前言
最近在鼓捣KITTI数据集,上一篇绘制了KITTI数据集中odometry的xy数据。之后也进行了一些详细的了解,odometry数据集中每一帧图像的相机坐标都是有12个元素构成,即[R|t],R是旋转矩阵,t是平移向量,今天突发奇想,想将旋转矩阵转为旋转向量。本来是想着自己写的,写了一半出去玩了一天,回来之后找到了相关的转换算法,就是deepvo项目中有一个转换算法。
Show you the Code
下面这段是主要的转换代码,项目里面把这段代码封装在helper.py里面
import numpy as np
import math
# epsilon for testing whether a number is close to zero
_EPS = np.finfo(float).eps * 4.0
def isRotationMatrix(R) :
Rt = np.transpose(R)
shouldBeIdentity = np.dot(Rt, R)
I = np.identity(3, dtype = R.dtype)
n = np.linalg.norm(I - shouldBeIdentity)
return n < 1e-6
def R_to_angle(Rt):
# Ground truth pose is present as [R | t]
# R: Rotation Matrix, t: translation vector
# transform matrix to angles
Rt = np.reshape(np.array(Rt), (3,4))
t = Rt[:,-1]
R = Rt[:,:3]
assert(isRotationMatrix(R))
x, y, z = euler_from_matrix(R)
theta = [x, y, z]
pose_15 = np.concatenate((theta, t, R.flatten()))
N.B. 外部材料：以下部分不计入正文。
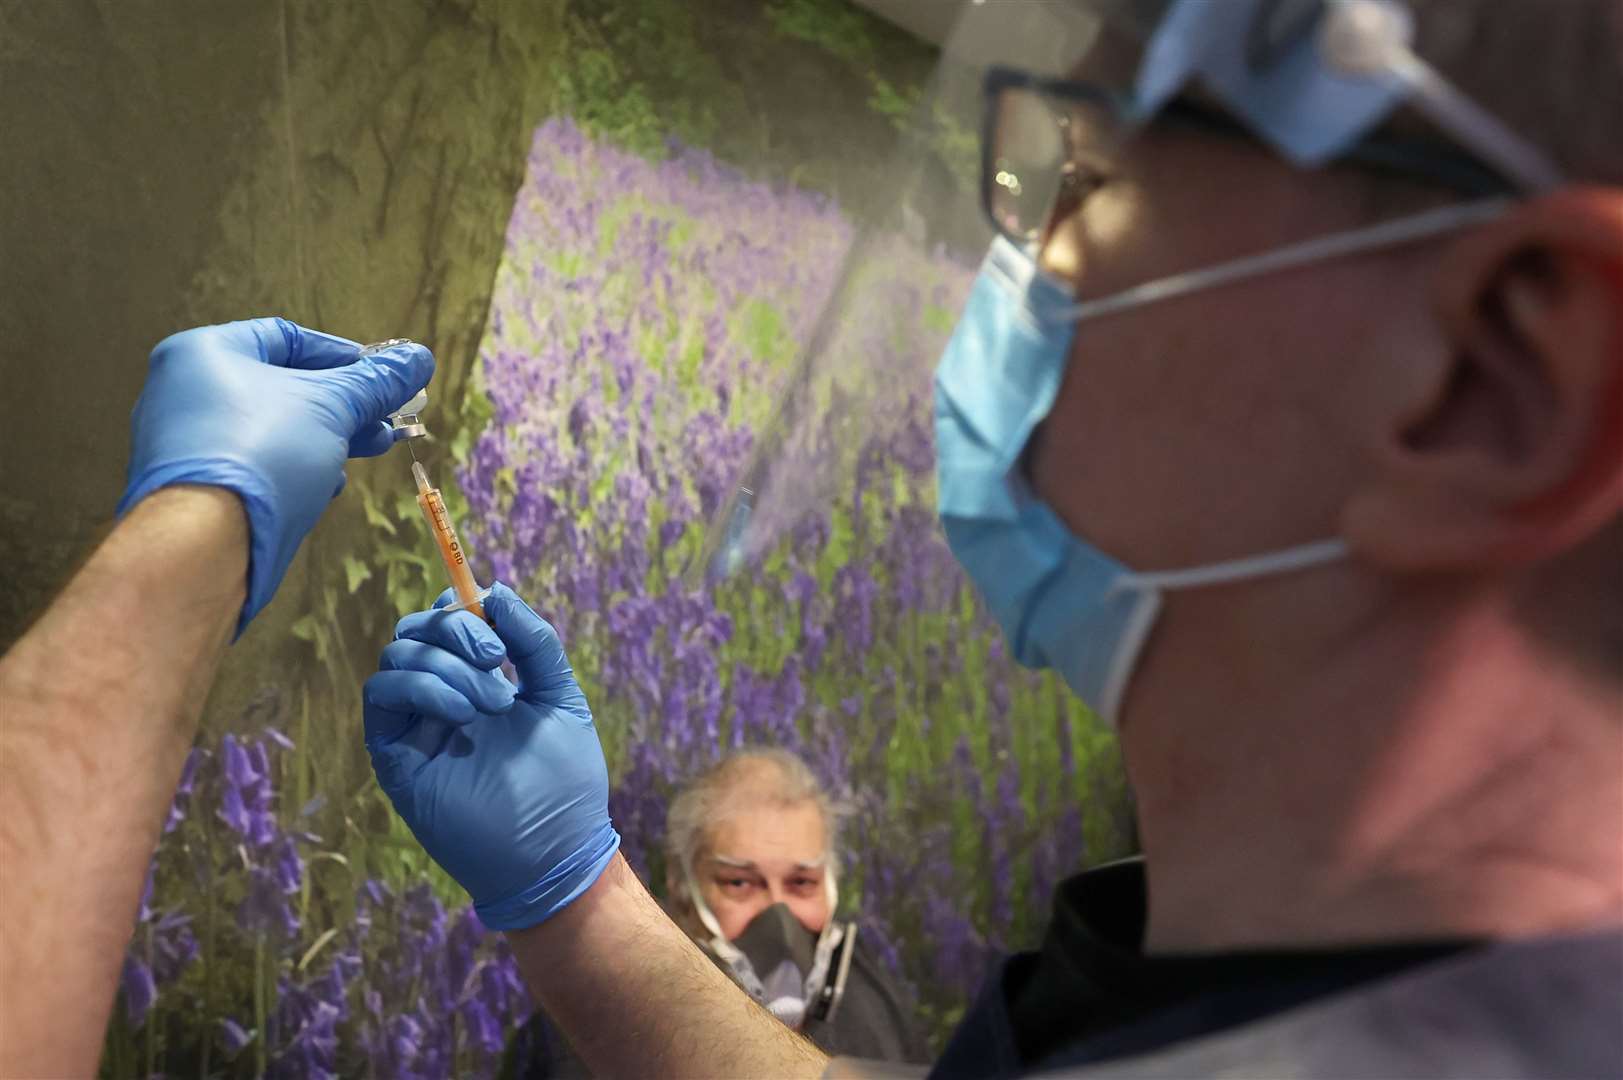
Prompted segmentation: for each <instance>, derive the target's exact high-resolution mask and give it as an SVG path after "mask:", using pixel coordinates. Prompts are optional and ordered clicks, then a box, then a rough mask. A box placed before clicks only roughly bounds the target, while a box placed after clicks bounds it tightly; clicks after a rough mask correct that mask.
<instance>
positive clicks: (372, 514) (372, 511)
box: [359, 486, 394, 536]
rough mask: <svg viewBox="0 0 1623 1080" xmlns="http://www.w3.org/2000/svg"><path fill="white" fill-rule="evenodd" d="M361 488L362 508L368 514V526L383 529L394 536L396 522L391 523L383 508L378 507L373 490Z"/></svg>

assert(pose_15.shape == (15,))
return pose_15
def eulerAnglesToRotationMatrix(theta) :
R_x = np.array([[1, 0, 0 ],
[0, np.cos(theta[0]), -np.sin(theta[0]) ],
[0, np.sin(theta[0]), np.cos(theta[0]) ]
])
R_y = np.array([[np.cos(theta[1]), 0, np.sin(theta[1]) ],
[0, 1, 0 ],
[-np.sin(theta[1]), 0, np.cos(theta[1]) ]
])
R_z = np.array([[np.cos(theta[2]), -np.sin(theta[2]), 0],
[np.sin(theta[2]), np.cos(theta[2]), 0],
[0, 0, 1]
])
R = np.dot(R_z, np.dot( R_y, R_x ))
return R
def euler_from_matrix(matrix):
# y-x-z Tait–Bryan angles intrincic
# the method code is taken from https://github.com/awesomebytes/delta_robot/blob/master/src/transformations.py
i = 2
j = 0
k = 1
repetition = 0
frame = 1
parity = 0
M = np.array(matrix, dtype=np.float64, copy=False)[:3, :3]
if repetition:
sy = math.sqrt(M[i, j]*M[i, j] + M[i, k]*M[i, k])
if sy > _EPS:
ax = math.atan2( M[i, j], M[i, k])
ay = math.atan2( sy, M[i, i])
az = math.atan2( M[j, i], -M[k, i])
else:
ax = math.atan2(-M[j, k], M[j, j])
ay = math.atan2( sy, M[i, i])
az = 0.0
else:
cy = math.sqrt(M[i, i]*M[i, i] + M[j, i]*M[j, i])
if cy > _EPS:
ax = math.atan2( M[k, j], M[k, k])
ay = math.atan2(-M[k, i], cy)
az = math.atan2( M[j, i], M[i, i])
else:
ax = math.atan2(-M[j, k], M[j, j])
ay = math.atan2(-M[k, i], cy)
az = 0.0
if parity:
ax, ay, az = -ax, -ay, -az
if frame:
ax, az = az, ax
return ax, ay, az
def normalize_angle_delta(angle):
if(angle > np.pi):
angle = angle - 2 * np.pi
elif(angle < -np.pi):
angle = 2 * np.pi + angle
return angle
项目的另外一个数据处理函数中调用了这个功能,在项目里面的process.py里面,这边稍加了修改
import os
import numpy as np
import time
from helper import R_to_angle
# transform poseGT [R|t] to [theta_x, theta_y, theta_z, x, y, z]
# save as .npy file
def create_pose_data():
info = {'00': [0, 4540], '01': [0, 1100], '02': [0, 4660], '03': [0, 800], '04': [0, 270], '05': [0, 2760], '06': [0, 1100], '07': [0, 1100], '08': [1100, 5170], '09': [0, 1590], '10': [0, 1200]}
start_t = time.time()
for video in info.keys():
file_name = 'KITTI/poses/{}.txt'.format(video) # 这里的地址如果不一样的话,需要更改哦
print('Transforming {} ...'.format(file_name))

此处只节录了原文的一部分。